Books Read 2013

In 2007, I started blogging my favorite books of each year, an idea I got from the incomparable Aaron Swartz.  Aaron is a genius who tragically took his life this year.  He co-wrote RSS at age 14, co-founded Reddit his freshman year at Stanford, and was one of the most prolific Wikipedia editors in the world.  He was a crusader for freedom of information and is greatly missed by the Internet community.

This year I read 75 books.

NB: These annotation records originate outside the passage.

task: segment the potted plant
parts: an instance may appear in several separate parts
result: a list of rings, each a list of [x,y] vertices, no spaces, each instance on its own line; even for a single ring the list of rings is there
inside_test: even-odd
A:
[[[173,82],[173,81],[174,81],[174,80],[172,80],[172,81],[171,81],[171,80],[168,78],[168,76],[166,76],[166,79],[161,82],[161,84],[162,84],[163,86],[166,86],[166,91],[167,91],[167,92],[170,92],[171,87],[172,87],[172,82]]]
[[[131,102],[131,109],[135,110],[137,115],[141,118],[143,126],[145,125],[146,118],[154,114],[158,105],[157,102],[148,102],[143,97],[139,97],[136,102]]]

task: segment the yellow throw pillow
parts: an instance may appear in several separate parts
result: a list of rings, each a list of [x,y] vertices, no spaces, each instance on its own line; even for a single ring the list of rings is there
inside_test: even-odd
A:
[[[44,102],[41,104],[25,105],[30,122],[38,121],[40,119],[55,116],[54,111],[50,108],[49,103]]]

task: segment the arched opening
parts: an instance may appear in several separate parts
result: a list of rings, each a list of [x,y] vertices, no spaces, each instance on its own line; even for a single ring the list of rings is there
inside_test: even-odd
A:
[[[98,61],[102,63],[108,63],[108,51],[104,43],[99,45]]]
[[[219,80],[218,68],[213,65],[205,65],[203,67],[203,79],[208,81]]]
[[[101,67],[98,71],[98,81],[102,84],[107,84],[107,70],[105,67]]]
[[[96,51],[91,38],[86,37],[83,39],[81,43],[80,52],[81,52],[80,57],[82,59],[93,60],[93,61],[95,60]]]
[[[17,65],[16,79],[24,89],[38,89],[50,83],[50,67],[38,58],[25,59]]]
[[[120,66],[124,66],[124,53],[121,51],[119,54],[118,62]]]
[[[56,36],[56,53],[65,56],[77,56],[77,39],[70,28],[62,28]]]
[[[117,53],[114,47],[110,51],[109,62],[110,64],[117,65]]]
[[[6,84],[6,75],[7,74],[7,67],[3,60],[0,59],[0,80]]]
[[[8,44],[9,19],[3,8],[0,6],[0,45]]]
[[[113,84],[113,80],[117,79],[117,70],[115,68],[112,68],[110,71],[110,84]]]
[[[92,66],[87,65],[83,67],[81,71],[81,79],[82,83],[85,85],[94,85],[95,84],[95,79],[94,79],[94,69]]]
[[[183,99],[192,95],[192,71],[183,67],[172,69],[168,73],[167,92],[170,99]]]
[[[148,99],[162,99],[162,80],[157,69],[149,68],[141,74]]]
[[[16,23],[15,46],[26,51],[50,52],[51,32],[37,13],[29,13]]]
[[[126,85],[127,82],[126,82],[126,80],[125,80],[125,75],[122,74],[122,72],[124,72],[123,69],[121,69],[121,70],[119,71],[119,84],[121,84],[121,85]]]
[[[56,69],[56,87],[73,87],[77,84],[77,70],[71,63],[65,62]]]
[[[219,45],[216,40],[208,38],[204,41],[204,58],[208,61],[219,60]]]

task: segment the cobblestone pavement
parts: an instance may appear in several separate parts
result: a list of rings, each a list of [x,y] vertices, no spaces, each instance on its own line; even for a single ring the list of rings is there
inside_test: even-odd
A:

I’ve tracked my books read since 2003, always with the goal of reading at least 50 books each year.

What follows are the books I most enjoyed this year.

*A Natural History of the Piano – Stuart Isacoff – Fun anecdotes and a surprisingly comprehensive history.

*The Master and Commander series – Patrick O’Brian – I finished this series of 20 novels this year.  They are my favorite historical fiction.  After so many books, you come to love the characters like old friends.  An astonishingly three-dimensional portrait of the Royal Navy and its characters.

*Psmith in the City – P.G. Wodehouse – Full of linguistic cleverness and sparkling dialog.

*Holes – Louis Sachar – Very fun read and cleverly tied together.

*An Essay on Criticism – Alexander Pope – Published in 1707.  This essay should be required reading for all critics.  So many notable quotes in this essay: “A little learning is a dangerous thing,” “Fools rush in where Angels fear to tread,” “To err is human, to forgive divine,” and “What the weak mind with strongest bias rules, is pride the never failing vice of fools.”

*River of Doubt – Candice Millard – Great adventure writing with amazing characters.

*Which Lie Did I Tell – William Goldman – Sequel to “Adventures in the Screen Trade.”  In many ways, a very odd book.  But essential reading.

*The Big Short – Michael Lewis – A captivating and lucid window into the financial crisis, its causes and characters.

*To Hell and Back – Audie Murphy – Amazing tale of heroism and character.  Astonishing.

*Marine Sniper 93 Confirmed Kills – Charles Henderson – Some amazing scenes; particularly the duel where he shoots an enemy sniper in the eye through the enemy sniper’s own scope.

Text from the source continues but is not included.